2012.4.28 03:24 (1/3ページ)土・日曜日に書く

 東京都の石原慎太郎知事が米国で講演し、「東京都が尖閣諸島を購入する」と発言したことが論議を呼んでいる。

 全国紙の社説では、産経が「有効な提案だ」、読売が「重要な一石を投じた」と石原発言を評価した。これに対し、朝日は「都の仕事ではない」、毎日と日経も「筋が違う」と石原氏を批判した。

 朝毎・日経3紙の主張は「領土保全は都の役割ではない」という点で共通している。しかし、国はこれまで十分な領土保全策を講じてこなかった。そこに問題があるとの視点が欠落している。

トウ小平発言を“信頼”

 日中平和友好条約の調印を4カ月後に控えた昭和53年4月、尖閣諸島沖に100隻を超える中国の漁船が現れた。多くの漁船が機銃や自動小銃で武装し、日本の海上保安庁の巡視船の退去命令を無視して領海侵犯を繰り返した。

 当時の福田赳夫内閣が中国に抗議し、中国漁船は引き揚げたが、中国側は「事件は偶発的」と言い逃れた。国内では、自民党の一部から「調印を急ぐべきでない」との慎重論も出されたが、福田内閣は予定通り、その年の8月、日中平和友好条約に調印した。

 尖閣諸島については、調印前、園田直外相と当時の中国の最高実力者、トウ小平副首相が会談し、トウ氏は「再び先般のような事件を起こすことはない」と約束した。

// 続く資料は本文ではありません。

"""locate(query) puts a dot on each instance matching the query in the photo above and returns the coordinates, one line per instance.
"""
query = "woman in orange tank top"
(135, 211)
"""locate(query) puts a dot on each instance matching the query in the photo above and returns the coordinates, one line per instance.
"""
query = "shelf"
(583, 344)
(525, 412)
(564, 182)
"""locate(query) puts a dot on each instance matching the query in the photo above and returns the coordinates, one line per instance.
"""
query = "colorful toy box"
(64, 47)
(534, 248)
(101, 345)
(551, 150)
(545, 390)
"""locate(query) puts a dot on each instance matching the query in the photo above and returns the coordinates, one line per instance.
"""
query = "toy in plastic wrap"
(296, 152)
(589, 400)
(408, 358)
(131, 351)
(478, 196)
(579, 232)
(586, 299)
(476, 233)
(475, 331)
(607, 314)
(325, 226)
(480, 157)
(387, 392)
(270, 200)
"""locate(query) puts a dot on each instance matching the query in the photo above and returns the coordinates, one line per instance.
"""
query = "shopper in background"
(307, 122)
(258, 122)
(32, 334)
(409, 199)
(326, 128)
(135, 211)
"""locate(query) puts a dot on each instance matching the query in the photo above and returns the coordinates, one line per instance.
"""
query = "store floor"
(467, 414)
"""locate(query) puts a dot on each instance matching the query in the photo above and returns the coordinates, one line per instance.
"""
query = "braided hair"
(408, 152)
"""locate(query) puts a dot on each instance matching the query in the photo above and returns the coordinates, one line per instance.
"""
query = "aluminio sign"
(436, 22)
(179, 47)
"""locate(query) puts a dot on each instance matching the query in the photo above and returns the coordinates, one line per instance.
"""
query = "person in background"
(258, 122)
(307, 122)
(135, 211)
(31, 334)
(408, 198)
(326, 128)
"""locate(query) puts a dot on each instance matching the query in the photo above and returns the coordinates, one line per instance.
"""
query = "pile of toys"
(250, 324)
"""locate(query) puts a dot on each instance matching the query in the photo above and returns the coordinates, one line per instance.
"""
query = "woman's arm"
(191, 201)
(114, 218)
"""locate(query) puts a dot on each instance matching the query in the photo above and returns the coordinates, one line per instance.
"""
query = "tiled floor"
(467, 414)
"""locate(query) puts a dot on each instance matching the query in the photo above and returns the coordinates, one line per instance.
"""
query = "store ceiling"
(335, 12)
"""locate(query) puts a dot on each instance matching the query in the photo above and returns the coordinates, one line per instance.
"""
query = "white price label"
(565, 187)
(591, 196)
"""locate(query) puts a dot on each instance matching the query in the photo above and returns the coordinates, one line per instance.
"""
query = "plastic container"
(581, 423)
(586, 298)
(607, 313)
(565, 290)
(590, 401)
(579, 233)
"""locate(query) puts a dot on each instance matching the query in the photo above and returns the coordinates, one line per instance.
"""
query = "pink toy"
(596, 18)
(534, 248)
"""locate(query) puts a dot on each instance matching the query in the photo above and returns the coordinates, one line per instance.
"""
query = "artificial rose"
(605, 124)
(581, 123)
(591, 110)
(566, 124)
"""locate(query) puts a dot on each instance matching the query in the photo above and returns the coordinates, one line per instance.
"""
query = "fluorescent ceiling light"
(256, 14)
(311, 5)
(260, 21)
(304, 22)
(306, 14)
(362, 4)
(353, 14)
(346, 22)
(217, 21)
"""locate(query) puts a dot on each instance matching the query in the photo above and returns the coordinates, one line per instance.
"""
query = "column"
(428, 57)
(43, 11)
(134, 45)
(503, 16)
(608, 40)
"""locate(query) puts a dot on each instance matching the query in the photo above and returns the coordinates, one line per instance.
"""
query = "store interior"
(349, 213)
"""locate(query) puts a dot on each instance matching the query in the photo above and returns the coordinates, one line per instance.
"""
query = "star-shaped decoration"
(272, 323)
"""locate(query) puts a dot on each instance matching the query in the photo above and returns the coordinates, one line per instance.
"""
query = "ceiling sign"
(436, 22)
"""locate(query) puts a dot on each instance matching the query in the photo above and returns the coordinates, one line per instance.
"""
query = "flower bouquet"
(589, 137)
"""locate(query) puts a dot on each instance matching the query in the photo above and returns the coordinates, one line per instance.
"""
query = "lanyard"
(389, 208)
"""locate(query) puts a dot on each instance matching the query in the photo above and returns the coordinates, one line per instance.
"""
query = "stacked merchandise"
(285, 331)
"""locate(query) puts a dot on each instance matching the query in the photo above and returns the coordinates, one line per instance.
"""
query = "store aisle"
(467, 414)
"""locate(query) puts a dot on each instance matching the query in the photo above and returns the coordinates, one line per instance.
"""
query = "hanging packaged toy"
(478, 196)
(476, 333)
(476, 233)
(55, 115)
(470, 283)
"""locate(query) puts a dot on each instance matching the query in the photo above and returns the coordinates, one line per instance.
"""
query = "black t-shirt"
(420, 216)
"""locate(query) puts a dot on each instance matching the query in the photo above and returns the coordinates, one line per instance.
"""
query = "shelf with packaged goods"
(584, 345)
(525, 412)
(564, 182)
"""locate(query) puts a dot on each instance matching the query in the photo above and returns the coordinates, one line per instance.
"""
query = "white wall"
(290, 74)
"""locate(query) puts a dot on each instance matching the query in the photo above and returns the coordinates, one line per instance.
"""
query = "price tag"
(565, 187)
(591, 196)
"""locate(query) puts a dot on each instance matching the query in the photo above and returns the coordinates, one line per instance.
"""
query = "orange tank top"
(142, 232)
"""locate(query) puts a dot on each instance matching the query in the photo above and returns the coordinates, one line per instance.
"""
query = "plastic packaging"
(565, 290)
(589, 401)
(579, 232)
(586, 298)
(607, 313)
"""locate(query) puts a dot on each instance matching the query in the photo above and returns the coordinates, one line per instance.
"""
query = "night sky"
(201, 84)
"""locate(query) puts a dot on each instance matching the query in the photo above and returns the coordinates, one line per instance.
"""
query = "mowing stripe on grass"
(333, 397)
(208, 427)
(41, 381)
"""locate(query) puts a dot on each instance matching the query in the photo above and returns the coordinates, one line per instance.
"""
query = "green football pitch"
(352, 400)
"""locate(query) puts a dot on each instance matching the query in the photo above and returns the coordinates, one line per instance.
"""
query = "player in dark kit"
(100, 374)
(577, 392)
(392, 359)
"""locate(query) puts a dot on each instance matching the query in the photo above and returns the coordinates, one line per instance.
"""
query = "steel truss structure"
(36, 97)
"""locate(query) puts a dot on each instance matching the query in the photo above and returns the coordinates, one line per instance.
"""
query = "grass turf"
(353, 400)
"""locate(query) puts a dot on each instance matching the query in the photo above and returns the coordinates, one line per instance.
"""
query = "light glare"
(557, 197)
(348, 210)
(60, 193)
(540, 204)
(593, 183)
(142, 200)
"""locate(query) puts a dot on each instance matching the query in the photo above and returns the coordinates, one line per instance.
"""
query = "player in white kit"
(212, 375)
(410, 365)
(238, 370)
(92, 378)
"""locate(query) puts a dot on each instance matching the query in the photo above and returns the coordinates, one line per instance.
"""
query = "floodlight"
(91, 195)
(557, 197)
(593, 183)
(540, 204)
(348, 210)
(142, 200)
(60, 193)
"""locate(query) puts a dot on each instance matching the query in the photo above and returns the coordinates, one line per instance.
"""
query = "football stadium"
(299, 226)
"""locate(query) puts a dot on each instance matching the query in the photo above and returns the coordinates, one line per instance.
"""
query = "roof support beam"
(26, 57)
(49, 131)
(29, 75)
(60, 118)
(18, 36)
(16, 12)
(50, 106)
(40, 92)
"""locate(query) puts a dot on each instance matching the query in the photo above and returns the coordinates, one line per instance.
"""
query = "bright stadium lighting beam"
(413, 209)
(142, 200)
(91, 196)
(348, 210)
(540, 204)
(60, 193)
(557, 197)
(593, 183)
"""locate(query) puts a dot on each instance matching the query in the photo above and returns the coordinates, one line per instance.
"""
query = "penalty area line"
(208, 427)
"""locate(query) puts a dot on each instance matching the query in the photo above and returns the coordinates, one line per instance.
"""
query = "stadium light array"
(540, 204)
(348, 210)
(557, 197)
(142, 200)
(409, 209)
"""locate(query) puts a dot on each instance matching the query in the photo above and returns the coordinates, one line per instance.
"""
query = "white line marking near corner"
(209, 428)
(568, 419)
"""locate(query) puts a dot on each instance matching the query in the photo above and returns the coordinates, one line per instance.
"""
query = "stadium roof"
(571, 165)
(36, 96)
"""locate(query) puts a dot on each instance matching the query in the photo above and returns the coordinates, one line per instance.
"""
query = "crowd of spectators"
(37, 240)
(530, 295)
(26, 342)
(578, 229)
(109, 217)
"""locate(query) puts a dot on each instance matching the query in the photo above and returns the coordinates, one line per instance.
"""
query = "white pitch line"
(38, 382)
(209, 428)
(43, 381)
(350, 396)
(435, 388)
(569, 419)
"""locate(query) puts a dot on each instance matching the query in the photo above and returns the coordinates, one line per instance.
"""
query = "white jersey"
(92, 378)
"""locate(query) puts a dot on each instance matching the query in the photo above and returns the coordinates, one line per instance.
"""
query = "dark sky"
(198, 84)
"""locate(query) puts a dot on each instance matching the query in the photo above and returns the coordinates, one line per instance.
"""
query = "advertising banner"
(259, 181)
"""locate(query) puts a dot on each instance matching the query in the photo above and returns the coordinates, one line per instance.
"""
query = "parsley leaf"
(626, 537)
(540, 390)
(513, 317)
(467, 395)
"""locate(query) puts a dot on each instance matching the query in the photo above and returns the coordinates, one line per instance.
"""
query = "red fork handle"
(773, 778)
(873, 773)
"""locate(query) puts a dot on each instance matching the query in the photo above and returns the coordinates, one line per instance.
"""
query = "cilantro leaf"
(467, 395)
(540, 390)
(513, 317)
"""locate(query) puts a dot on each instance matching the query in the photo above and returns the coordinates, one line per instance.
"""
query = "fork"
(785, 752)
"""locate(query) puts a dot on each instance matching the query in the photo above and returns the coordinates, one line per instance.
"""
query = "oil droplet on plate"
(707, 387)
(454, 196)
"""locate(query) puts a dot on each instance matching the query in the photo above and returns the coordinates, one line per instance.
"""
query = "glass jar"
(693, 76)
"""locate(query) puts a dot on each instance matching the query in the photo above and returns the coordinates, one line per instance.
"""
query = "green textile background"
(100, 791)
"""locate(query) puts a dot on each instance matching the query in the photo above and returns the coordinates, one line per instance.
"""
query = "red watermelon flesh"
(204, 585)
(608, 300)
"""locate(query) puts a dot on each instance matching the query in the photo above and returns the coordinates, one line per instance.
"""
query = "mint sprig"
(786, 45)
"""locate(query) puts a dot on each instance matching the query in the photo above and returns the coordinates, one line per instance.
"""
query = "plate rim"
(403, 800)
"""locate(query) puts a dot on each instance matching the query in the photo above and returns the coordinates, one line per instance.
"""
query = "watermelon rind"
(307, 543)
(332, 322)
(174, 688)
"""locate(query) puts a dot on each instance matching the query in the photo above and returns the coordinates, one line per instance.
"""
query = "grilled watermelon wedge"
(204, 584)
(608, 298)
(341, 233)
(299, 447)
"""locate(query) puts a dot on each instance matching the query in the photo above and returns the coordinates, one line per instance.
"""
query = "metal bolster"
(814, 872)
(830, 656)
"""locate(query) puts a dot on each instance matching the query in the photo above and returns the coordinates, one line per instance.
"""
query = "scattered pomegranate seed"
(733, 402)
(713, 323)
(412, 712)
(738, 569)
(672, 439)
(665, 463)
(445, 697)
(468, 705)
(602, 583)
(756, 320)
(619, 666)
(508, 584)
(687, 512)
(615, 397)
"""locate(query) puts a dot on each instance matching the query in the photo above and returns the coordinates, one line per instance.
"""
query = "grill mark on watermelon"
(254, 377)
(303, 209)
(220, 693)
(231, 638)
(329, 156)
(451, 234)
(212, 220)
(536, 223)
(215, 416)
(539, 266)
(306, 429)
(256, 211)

日本はこれを信頼し、日本の領有権は条約で明確にされなかった。

 2カ月後の10月に来日したトウ氏は尖閣諸島の領有権問題について「10年棚上げしても構わない。次の世代の人間は、皆が受け入れられる方法を見つけられるだろう」と述べた。福田内閣はこの「棚上げ」発言にも異を唱えなかった。